SELECT created_at, total, status FROM orders
WHERE user_id = 5 AND created_at > '2024-01-01';
-- EXPLAIN Extra: Using index
  

Index Anti-Patterns

  -- Bad: function on indexed column
SELECT * FROM orders WHERE YEAR(created_at) = 2024;

-- Good: range query
SELECT * FROM orders
WHERE created_at >= '2024-01-01' AND created_at < '2025-01-01';

-- Bad: leading wildcard LIKE
SELECT * FROM users WHERE email LIKE '%@example.com';

-- Good: full-text or prefix
SELECT * FROM users WHERE email LIKE 'alice%';

-- Bad: implicit conversion
SELECT * FROM users WHERE id = '123abc';  -- string to int conversion
  

Index Maintenance

  -- Find unused indexes
SELECT * FROM sys.schema_unused_indexes WHERE object_schema = 'myapp';

-- Find redundant indexes
SELECT * FROM sys.schema_redundant_indexes WHERE table_schema = 'myapp';

-- Rebuild index (InnoDB online DDL)
ALTER TABLE orders DROP INDEX idx_old, ADD INDEX idx_new (user_id, created_at);

ANALYZE TABLE orders;
OPTIMIZE TABLE orders;  -- rebuilds table — use during maintenance windows
  

Query Rewriting Patterns

  -- OR on different columns — often no index
SELECT * FROM users WHERE email = '[email protected]' OR phone = '555-1234';

-- Rewrite as UNION
SELECT * FROM users WHERE email = '[email protected]'
UNION
SELECT * FROM users WHERE phone = '555-1234';

-- N+1 in application — fix with JOIN
SELECT u.name, o.total
FROM users u
LEFT JOIN orders o ON u.id = o.user_id
WHERE u.status = 'active';
  

Slow Query Log

  [mysqld]
slow_query_log = 1
slow_query_log_file = /var/log/mysql/slow.log
long_query_time = 0.5
log_queries_not_using_indexes = 1
min_examined_row_limit = 1000
  
  pt-query-digest /var/log/mysql/slow.log --since '2024-06-01' --until '2024-06-02'
  

Best Practices

  1. Index foreign keys and columns in WHERE, JOIN, ORDER BY
  2. Keep indexes narrow — fewer columns, smaller types
  3. Review index usage quarterly — drop unused indexes
  4. Test with production-like data volumes — indexes behave differently at scale
  5. Use EXPLAIN ANALYZE before and after index changes

Common Mistakes

Mistake Impact
Index every column Write amplification, buffer pool waste
Wrong composite column order Index not used for common queries
Over-reliance on query cache (removed in 8.0) Misunderstanding caching layers
Adding index without measuring May not help; always verify with EXPLAIN

Troubleshooting

Index not used despite existing:

  • Statistics stale → ANALYZE TABLE
  • Implicit type conversion → match column types
  • Optimizer chooses full scan (small table) → FORCE INDEX only as last resort
  SELECT * FROM orders FORCE INDEX (idx_orders_user_date)
WHERE user_id = 5 ORDER BY created_at DESC;
  

Production Scenario

A checkout query scanning 2M orders timed out.

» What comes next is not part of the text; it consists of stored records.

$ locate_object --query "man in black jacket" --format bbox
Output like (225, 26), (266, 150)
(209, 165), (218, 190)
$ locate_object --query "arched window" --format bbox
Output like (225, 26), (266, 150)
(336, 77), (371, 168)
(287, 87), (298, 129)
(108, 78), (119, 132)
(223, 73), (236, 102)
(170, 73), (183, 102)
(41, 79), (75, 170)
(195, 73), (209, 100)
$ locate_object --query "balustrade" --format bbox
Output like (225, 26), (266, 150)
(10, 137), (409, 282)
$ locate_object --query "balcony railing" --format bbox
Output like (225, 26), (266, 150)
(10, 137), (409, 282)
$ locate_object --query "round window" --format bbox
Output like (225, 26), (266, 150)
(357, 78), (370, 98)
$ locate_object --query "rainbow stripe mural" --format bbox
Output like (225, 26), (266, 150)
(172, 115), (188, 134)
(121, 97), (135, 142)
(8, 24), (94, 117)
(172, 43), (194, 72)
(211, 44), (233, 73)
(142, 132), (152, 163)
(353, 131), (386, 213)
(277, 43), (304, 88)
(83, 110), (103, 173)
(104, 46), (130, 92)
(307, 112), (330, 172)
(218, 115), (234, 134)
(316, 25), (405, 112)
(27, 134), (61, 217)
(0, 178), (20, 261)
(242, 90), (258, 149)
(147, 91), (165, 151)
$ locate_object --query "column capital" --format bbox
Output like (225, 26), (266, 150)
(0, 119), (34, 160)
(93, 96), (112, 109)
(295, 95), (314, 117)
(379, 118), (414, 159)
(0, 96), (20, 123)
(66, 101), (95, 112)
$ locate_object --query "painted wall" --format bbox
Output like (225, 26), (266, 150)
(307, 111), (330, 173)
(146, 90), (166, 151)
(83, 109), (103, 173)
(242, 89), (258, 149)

EXPLAIN showed type=ALL. Adding (user_id, status, created_at) composite index reduced execution from 4.2s to 3ms. The team added an CI check that runs EXPLAIN on critical queries against a staging dataset.

Proper indexing is the highest-ROI MySQL optimization — measure first, index second, verify always.